Win XP shares not accessible from one Win 10 PC

-1

I have a LAN with a bunch of different devices, Windows XP, Windows 10 Home & Pro, Linux and NAS. All of these can access each other's shares, except for one: the laptop running Win 10 Home cannot access the XP computer's shares. They all are on the same workgroup and this used to work.

The PC running Win 10 Pro can access the XP PC and the XP computer can access both W10 machines.

There is no domain or WINS, the router is primary DNS, so local machine names can be resolved by DNS, needed for accessing some web pages. All devices use DHCP from the router. I did have some DNS problems, solved by installing Apple's Bonjour service on the Windows PCs.

On the laptop this happens:

In Windows Explorer > Network only the laptop itself, the router and the NAS boxes are shown. I can type a computer name into the address bar and it will appear in the tree on the left and its shares on the right.

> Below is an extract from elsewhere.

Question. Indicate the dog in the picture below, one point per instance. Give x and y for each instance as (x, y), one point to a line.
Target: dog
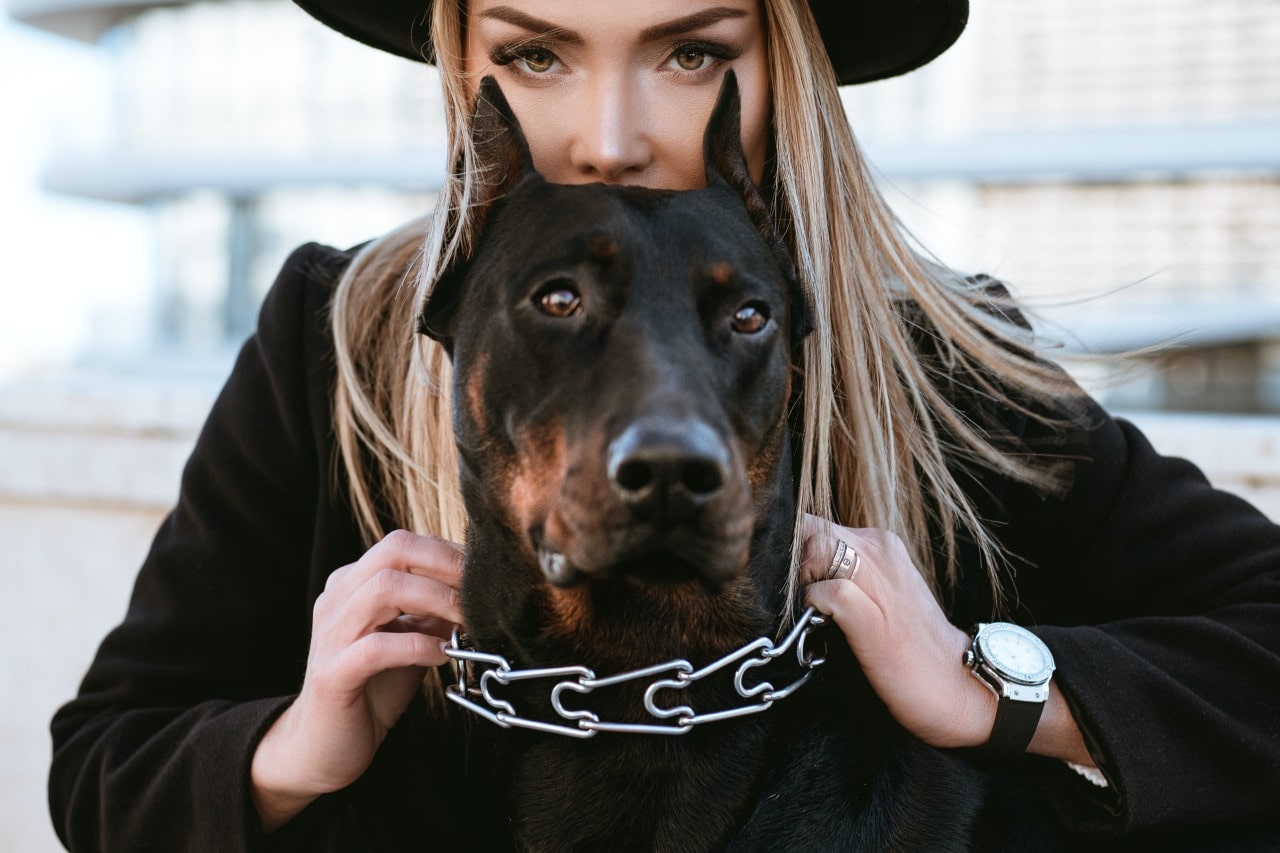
(626, 369)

If I type in the XP's name (\\tpg) after about 2 minutes I get the error:

Unspeified error

In an admin command prompt I tried this:

C:\WINDOWS\system32>net view \\tpg
System error 53 has occurred.

The network path was not found.


C:\WINDOWS\system32>net use \\tpg
System error 384 has occurred.

You can't connect to the file share because it's not secure. This share requires the obsolete SMB1 protocol, which is unsafe and could expose your system to attack.
Your system requires SMB2 or higher. For more info on resolving this issue, see: https://go.microsoft.com/fwlink/?linkid=852747

In the link MS tell us that SMBv1 is not installed in Win10 by default (sort of), but it was added to XP for backwards compatibility with non-Windows devices.

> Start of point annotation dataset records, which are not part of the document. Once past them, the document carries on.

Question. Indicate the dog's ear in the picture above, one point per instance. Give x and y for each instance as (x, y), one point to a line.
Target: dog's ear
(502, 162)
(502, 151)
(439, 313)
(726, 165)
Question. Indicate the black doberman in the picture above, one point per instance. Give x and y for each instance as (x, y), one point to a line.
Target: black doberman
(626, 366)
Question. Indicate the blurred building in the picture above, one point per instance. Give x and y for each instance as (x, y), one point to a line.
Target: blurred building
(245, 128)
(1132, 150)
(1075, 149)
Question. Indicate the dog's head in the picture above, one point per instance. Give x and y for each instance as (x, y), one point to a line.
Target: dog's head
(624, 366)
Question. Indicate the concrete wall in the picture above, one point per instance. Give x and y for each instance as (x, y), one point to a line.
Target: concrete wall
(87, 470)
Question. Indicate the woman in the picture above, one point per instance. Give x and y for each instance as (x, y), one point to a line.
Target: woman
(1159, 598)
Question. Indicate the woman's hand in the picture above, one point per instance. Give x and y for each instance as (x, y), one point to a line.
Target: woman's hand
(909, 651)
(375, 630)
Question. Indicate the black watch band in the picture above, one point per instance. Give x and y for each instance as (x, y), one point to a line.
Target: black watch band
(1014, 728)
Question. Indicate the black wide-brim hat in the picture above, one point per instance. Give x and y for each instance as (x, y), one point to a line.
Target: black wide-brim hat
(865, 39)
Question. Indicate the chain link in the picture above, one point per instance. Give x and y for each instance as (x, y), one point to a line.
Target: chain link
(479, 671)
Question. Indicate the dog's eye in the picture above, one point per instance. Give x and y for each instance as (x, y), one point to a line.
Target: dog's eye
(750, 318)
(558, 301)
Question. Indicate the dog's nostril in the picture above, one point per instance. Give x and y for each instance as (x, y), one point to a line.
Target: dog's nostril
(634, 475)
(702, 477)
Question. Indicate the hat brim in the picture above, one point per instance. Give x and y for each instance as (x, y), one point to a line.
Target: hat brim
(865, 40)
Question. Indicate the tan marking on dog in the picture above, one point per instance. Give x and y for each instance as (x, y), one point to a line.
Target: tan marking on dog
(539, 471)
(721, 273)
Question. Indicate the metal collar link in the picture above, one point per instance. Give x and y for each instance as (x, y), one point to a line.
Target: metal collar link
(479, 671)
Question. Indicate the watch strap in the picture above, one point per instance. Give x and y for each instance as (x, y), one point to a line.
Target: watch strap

I tried nbtstat and found this:

    C:\WINDOWS\system32>nbtstat -r

    NetBIOS Names Resolution and Registration Statistics
    ----------------------------------------------------

    Resolved By Broadcast     = 30
    Resolved By Name Server   = 0

    Registered By Broadcast   = 14
    Registered By Name Server = 0

    NetBIOS Names Resolved By Broadcast
---------------------------------------------
           QM             <00>
           QT             <00>
           䕂䑄䥈呓䅓⁐††偔⁇†††††
           TPG            <00>
           偔⁇††††††䥍呎⁙†††††
           䥍呎⁙†††††則奅††††††
           則奅††††††䕄䱌倭⁃††††
                   䕄䱌倭⁃††††

nbtstat -c
Ethernet:
Node IpAddress: [192.168.1.114] Scope Id: []

                  NetBIOS Remote Cache Name Table

        Name              Type       Host Address    Life [sec]
    ------------------------------------------------------------
    QT             <00>  UNIQUE          192.168.1.126       171
    QM             <00>  UNIQUE          192.168.1.110       171
    BEDDHISTSAP    <20>  UNIQUE          192.168.1.1         171

You can see that TPG is not in the cache, but it is in the list resolved by broadcast. Apparently, the garbage in there is "normal" and is also present in the Pro PC, which doesn't have a problem.

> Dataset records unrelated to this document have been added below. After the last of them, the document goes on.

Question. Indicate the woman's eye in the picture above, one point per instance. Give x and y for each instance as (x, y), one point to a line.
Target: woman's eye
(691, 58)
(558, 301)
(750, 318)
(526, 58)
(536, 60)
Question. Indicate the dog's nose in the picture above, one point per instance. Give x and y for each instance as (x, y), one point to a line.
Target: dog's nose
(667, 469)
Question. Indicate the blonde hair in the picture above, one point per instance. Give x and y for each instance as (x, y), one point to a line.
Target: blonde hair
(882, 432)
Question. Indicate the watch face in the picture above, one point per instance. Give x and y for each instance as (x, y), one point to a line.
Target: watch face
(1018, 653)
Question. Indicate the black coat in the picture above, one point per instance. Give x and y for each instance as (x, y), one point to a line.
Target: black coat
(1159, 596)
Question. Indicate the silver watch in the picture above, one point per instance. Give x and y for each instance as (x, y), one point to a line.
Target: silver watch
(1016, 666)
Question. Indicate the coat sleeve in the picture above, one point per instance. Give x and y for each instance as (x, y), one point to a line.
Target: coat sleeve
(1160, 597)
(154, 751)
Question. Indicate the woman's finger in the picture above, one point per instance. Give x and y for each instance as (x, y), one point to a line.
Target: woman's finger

I tried nbtstat -R, but that didn't do anything. I also tried rebooting.

Where do I look next?

Peter Hendricks

Posted 2018-05-28T02:26:28.217

Reputation: 1

4So did you enable SMBv1 per the instructions? – Ramhound – 2018-05-28T02:40:40.843

1Is your windows XP share passwordless? If it is, then enable it with some password and try. I have one issue with accessing passwordless anonymous share from linux from Win 10 before and the above solution works. – antreality – 2018-05-28T02:46:09.477

I did not enable SMBv1, because MS advise against it. In any case, the W10Pro machine can access it without. – Peter Hendricks – 2018-05-29T02:14:28.890

The shares all have passwords. I can't even get the machine to appear in the network folder with all the other devices. – Peter Hendricks – 2018-05-29T02:15:32.793

Answers

0

Thanks to antreality I installed the SMBv1 client and this not only instantly enabled me to access the XP PC, it also made all other devices appear in Explorer > Network.